Cumhurbaşkanlığı İletişim Başkanı Fahrettin Altun: Milletimiz, geçmişte iktidarın seçimle alınıp verilmemesi nedeniyle büyük acılar çekmiştir. Bu nedenle Tunus’ta yaşanan son gelişmelerden endişe duyuyor, demokrasinin bir an önce yeniden tesis edilmesi gerektiğine inanıyoruz.

AK Parti Genel Başkan Yardımcısı Ömer Çelik: Tunus’ta seçilmiş parlamentonun askıya alınması ve hükümetin görevden el çektirilmesi, siyasi meşruiyete yönelik bir darbedir. Tunus Cumhurbaşkanının meşru olmayan bu girişiminin anayasal zemini bulunmamaktadır... Kardeş Tunus halkına bu kötülüğü yapanlar kendi ülkelerine zarar veriyorlar.

CHP Grup Başkanvekili Engin Özkoç: Hiçbir şey millet iradesinden üstün değildir. Tunus halkının demokratik, laik, özgür geleceğe doğru yürüyüşünü destekliyor, Tunus’ta demokrasinin kazanmasını diliyoruz.

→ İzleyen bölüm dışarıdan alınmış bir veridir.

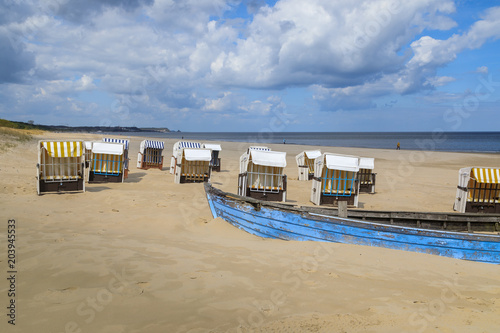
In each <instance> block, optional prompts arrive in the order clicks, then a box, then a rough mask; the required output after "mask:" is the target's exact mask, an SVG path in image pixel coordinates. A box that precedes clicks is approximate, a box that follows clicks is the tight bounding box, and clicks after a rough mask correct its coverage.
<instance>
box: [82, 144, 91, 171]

Öte yandan Dışişleri Bakanlığı açıklamasında da, halkın iradesini temsil eden Meclis’in faaliyetlerinin askıya alınmasından derin endişe duyulduğu belirtilirken, demokratik süreç bakımından örnek bir başarı öyküsü olan Tunus’un bu konumunun ve demokratik kazanımlarının korunmasının önemine dikkat çekildi. Açıklamada, “Tunus için olduğu kadar, bölge için de büyük önem taşımaktadır. Bu bakımdan, Tunus anayasasının hükümleri çerçevesinde demokratik meşruiyetin en kısa sürede yeniden tesis edilmesini temenni ediyoruz. Demokrasi yolunda bugüne kadar pek çok merhaleyi başarıyla aşan Tunus halkının, bu sınamanın da üstesinden geleceğine şüphe duymuyoruz” denildi.-ANKARA Milliyet

‘Arap Baharı’nın başladığı yer

Tunus, 2011 yılında “Arap Baharı” adı verilen ve pek çok ülkeye yayılan protesto dalgasının fitilini ateşleyen ülke olarak biliniyor. Aynı zamanda Arap Baharı’nın tek başarısı olarak da görülüyordu.

2010’un sonunda üniversite mezunu bir sokak satıcısının, polisin arabasına el koymasının ardından kendini ateşe vermesiyle başlayan protestolarda, hayat pahalılığı, olumsuz geçim koşulları, siyasi yozlaşma ve ifade özgürlüğü talepleri dile getirilmişti. Tunus’ta “Yasemin Devrimi” olarak da adlandırılan bu protestolar, 23 yıldır ülkeyi yöneten Zeynel Abidin Bin Ali’nin 2011’de ülkeyi terk etmesiyle sonuçlanmıştı. Ancak ülkede kronikleşen ekonomik sıkıntılara Kovid-19 da eklenince halk, hükümete karşı protestolara başlamıştı. Son olarak Pazar günü Nahda’ya karşı protesto gösterileri düzenlenmişti.

Tunus’ta siyasi kriz

Cumhurbaşkanı Kays Said’in “Meclisin yetkilerini dondurma” kararının ardından Meclis binası yakınında toplanan darbe karşıtları ile destekçileri arasında arbede yaşandı. Karşılıklı taşlar atılırken, her iki taraftan da yaralananlar oldu. Karara karşı çıkanlar, kendilerine müdahale eden güvenlik güçleriyle de çatıştı.

'ROBOCOP'

2019’da cumhurbaşkanlığı seçimini ikinci turda kazanan Kays Said, aslen hukuk profesörü ve Arap Baharı gösterilerine de destek veren biri. Bazı Tunuslular, sert tavrı ve asık suratlı oluşu nedeniyle Kays Said’i “Robocop” olarak adlandırıyor.